عَنْ حُذَيْفَةَ رضي الله عنه قَالَ : قَالَ رَسُوْلُ اللهِ صلى الله عليه وسلم : إِنَّ مَا أَتَخَوَّفُ عَلَيْكُمْ رَجُلٌ قَرَأَ الْقُرْآنَ حَتَّى إِذَا رُئِيَتْ بَهْجَتُهُ عَلَيْهِ، وَكَانَ رِدْئاً لِلإِسْلاَمِ، غَيَّرَهُ إِلىَ مَا شَاءَ اللهُ، فَانْسَلَخَ مِنْهُ وَنَبَذَهُ وَرَاءَ ظَهْرِهِ، وَسَعَى عَلىَ جَارِهِ بِالسَّيْفِ، وَرَمَاهُ بِالشِّرْكِ، قُلْتُ : يَا نَبِيَّ اللهِ، أَيُّهُمَا أَوْلىَ بِالشِّرْكِ ، الْمَرْمِيُّ أَمِ الرَّامِيْ ؟ قَالَ : بَلِ الرَّامِيْ. (حَدِيْثٌ صَحِيْحٌ رَوَاهُ الْبُخَارِيُّ فِي التَّارِيْخِ الْكَبِيْرِ وَالْبَزَّارُ وَاَبُوْ يَعْلَى الْمَوْصِلِيُّ فِيْ مُسْنَدِهِ وَالطَّحَاوِيُّ فِيْ مُشْكِلِ الْآَثَارِ وَأَبُوْ نُعَيْمٍ فِيْ مَعْرِفَةِ الصَّحَابَةِ وَصَحَّحَهُ ابْنُ حِبَّانَ)

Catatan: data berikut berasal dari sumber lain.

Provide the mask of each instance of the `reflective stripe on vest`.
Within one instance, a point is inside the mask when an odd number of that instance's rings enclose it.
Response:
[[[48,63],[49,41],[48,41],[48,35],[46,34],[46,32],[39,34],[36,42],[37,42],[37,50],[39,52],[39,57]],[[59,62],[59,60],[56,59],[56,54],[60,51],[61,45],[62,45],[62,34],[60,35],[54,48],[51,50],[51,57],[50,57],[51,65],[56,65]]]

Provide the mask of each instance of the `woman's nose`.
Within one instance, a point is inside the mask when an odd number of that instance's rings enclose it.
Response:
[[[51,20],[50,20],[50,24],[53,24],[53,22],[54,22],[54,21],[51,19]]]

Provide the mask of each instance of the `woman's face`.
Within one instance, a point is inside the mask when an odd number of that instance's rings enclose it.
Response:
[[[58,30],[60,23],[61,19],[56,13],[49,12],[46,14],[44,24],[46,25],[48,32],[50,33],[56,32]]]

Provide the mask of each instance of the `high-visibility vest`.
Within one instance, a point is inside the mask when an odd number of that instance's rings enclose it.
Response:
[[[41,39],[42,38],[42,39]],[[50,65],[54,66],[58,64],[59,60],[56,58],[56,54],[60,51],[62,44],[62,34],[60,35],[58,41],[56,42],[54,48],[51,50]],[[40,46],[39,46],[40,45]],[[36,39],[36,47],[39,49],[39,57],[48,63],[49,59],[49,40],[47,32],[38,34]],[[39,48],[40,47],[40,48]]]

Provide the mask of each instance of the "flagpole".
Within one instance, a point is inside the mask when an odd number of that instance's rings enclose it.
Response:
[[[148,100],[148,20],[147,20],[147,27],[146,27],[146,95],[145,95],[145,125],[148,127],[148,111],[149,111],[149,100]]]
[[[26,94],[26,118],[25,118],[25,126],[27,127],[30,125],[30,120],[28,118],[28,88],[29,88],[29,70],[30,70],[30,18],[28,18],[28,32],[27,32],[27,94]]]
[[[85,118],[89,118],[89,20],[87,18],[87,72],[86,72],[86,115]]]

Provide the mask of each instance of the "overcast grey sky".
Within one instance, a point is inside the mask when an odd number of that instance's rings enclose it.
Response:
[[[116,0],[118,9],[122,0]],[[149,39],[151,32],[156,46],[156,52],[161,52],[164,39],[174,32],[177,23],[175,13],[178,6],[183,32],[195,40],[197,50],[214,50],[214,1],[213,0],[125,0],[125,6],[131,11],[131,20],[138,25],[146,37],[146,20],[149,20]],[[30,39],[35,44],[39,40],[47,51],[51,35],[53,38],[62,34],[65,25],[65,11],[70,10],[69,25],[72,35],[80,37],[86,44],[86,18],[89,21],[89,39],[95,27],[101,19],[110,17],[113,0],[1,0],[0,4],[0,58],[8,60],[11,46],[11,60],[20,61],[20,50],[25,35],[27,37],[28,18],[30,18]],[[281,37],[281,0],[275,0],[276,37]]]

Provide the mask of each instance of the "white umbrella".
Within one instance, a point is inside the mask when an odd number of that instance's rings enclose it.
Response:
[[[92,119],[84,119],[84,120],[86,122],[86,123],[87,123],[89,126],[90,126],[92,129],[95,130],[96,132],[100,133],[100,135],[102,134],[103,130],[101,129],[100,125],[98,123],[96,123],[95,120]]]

“hudzaifah radhiyallaahu ‘anhu mengatakan: rasulullah shallallahu ‘alaihi wa sallam bersabda: sebetulnya suatu yg aku takutkan atas kamu merupakan seseorang pria yang membaca al - qur’an, sampai - sampai sehabis dia nampak indah karna al - qur’an dan juga jadi penolong agama islam, dia merubahnya pada apa yang telah jadi kehendak allah. dia membebaskan pribadinya dari al - qur’an, melemparnya ke balik dan juga melanda tetangganya dengan pedang dengan sebab telah syirik. saya bertanya: wahai nabi allah, siapakah di antara keduanya yang lebih berhak menyandang kesyirikan, yang dituduh syirik ataupun yang menuduh? dia menanggapi: malah orang yang menuduh syirik yang lebih berhak menyandang kesyirikan. ”

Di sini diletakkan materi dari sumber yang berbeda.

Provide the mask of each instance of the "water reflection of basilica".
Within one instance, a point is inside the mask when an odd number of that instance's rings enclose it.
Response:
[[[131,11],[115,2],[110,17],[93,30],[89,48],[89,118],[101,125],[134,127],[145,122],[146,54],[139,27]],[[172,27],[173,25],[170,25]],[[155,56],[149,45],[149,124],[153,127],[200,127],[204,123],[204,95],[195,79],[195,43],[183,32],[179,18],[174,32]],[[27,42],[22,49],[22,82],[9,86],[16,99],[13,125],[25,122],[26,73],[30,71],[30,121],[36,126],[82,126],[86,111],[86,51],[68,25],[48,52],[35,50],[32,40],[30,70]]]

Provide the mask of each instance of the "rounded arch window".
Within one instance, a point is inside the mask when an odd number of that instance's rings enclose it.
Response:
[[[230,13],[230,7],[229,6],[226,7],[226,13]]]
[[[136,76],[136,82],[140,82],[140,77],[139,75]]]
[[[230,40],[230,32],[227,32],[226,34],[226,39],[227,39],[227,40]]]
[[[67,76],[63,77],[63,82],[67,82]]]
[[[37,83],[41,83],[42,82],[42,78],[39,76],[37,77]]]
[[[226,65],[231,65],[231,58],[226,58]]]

hadits tersebut diriwayatkan oleh ibnu hibban dalam shahih - nya, (hadits nomor. 81) , abu nu’aim dalam ma’rifat al - shahabah, (hadits nomor. 1747) dan juga al - thahawi dalam musykil al - atsar, (hadits nomor. 725). dishahihkan oleh al - albani, dalam silsilat al - ahadits al - shahihah, (hadits nomor. 3201).

hadits tersebut membagikan pelajaran tentang kalangan takfiri, yang ciri - cirinya merupakan:

membaca al - qur’an. di mari bisa jadi terdapat yang bertanya, bukankah umat islam pula membaca al - qur’an? benar begitu. tetapi iktikad hadits tersebut, kalangan takfiri (gampang meng kafirkan orang islam) ini fokus kajiannya merupakan menghafalkan al - qur’an dan juga bacaannya aja dan juga jadi energi tarik banyak orang, dengan tidak mendalami ilmu agama yang lain, paling utama fiqih akidah, dan menafsirkan (AL) qur an dengan pendapatnya seorang diri.

tidak hanya teks al - qur’an mereka yang jadi energi tarik, mereka juga nampak militan dalam membela islam, melebihi militansi mayoritas orang.

mereka mengkafirkan dan juga mensyirikkan banyak orang, sekalipu para ulama bila tdk sama serupa uraian mereka, disebabkan uraian mereka yang dangkal pada agama. sudah benda tentu, orang yg mudah mengkafirkan teman , hendak lebih mudah membid’ahkan dan juga menyangka sesat banyak orang. bid’ah dan juga sesat, lebih ringan daripada syirik dan juga kafir.

sehabis mensyirikkan dan juga mengkafirkan banyak orang, hingga mereka dengan gampang dan juga yaqin menewaskan umat islam dengan sebab mereka telah kafir dan juga syirik.

sesungguhnya mereka yang lebih layak menemukan label syirik, disebabkan mereka mensyirikkan orang - orang muslim yang tidak syirik.

berusia ini terdapat sekelompok umat islam, yg ajaran pokoknya merupakan mensyirikkan dan juga mengkafirkan umat islam yang lain, kemudian menewaskan dan juga membantai mereka dengan sebab telah kafir tersebut. perihal ini serupa yang dicoba oleh kelompok is dan juga isis, pemeluk setia dan juga penyebar ajaran kitab - kitab syaikh muhammad bin abdul wahhab an - najdi dan juga murid - muridnya. berkaitan dengan lahirnya kelompok teroris - takfiri tersebut.